Methods: This mixed methods study combined qualitative research on state policy environments and health center participation in VBP with quantitative analysis of Uniform Data System and health center financial data in seven vanguard states: Oregon, Washington, California, Colorado, New York, Hawaii, and Kentucky. VBP contracts were classified into three layers: base payments being transformed from visit-based to population-based (Layer 1), infrastructure and care coordination payments (Layer 2), and performance incentive payments (Layer 3).

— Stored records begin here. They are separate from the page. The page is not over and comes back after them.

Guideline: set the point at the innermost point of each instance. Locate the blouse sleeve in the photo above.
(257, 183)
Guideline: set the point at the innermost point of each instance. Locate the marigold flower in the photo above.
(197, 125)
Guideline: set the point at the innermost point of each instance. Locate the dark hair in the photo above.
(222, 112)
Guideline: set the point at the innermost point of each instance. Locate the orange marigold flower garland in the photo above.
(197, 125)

Findings: Health centers in all seven states participated in Layer 2 and Layer 3 VBP, with VBP participation growing from 35% to 58% of all health centers in these states from 2013 to 2017. Among participating health centers, the average percentage of Medicaid revenue received as Layer 2 and Layer 3 VBP rose from 6.4% in 2013 to 9.1% in 2017. Oregon and Washington health centers participating in Layer 1 payment reforms received most of their Medicaid revenue in VBP. In 2017, VBP participation was associated with larger health center size in four states (P <.05), and higher average number of days cash on hand (P <.05) in three states.
Conclusions: A multilayer payment model is useful for implementing and monitoring VBP adoption among health centers. State policy, financial incentives from Medicaid agencies and Medicaid managed plans, and health center–Medicaid collaboration under strong primary care association and health center leadership will likely be required to increase health center participation in VBP.